There are still pristine places in existence without industry and pollution, where people live in harmony with their environment. One of them is the autonomous province of Gorno-Badakhshan in Tajikistan. Though its area (about 65,000 sq km) extends over half the country, only 3% is habitable.
Gorno-Badakhshan is located among the Pamir Mountains or “Roof of the World”. A few villages are situated in valleys beside rivers, and the populations cultivate every patch of land available.
Introduced from China via the Silk Route, the mulberry is perfectly adapted to the difficult mountain environment, where it grows between 1100 and 2400 meters above sea level, replacing crops such as wheat and barley, which cannot grow at these altitudes. An important food resource particularly during times of crisis, the bushes are cultivated on small plots of land and the elderly producers say that some are over a hundred years old.
There are more than 60 varieties of mulberry in the Pamir region, the result of centuries of natural selection and adaptation.
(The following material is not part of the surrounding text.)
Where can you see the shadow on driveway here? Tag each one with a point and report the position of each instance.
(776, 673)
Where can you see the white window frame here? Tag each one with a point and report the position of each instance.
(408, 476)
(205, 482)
They can be eaten raw or transformed into jams and syrups; the berries can also be eaten dried, whole or ground, and made into pikht, which is generally mixed with other seeds and cereals to make a traditional sweet food.
Mulberries are mainly harvested for family consumption: In summer families put as many as 20-30 sacks of dried mulberry aside as a reserve for the winter.In the local culture the mulberry tree and fruit are associated with beauty: Berries were traditionally given to a couple to make their life sweeter, and before starting to build a new house, a mulberry tree would be planted.During the Second World War and the extended civil war which afflicted the country until 1997, mulberry played a crucial role in providing the main source of nutrition for the local population.
The community of Khorog mulberry producers, which formed the Presidium, has been part of the Terra Madre network since 2004. The Presidium, created in collaboration with Bioversity International, currently involves 23 producers from four districts in the autonomous province of Gorno-Badakhshan, organized into groups of 5 to 6 people. Its main objective is to defend the Pamir tradition of eating mulberries, which has significantly decreased in recent years with the spread of industrial products.
What is a Slow Food Presidia?
The Slow Food Presidia are projects sustaining quality production at risk of extinction, protecting unique regions and ecosystems, recovering traditional processing methods, safeguarding native breeds and local plant varieties.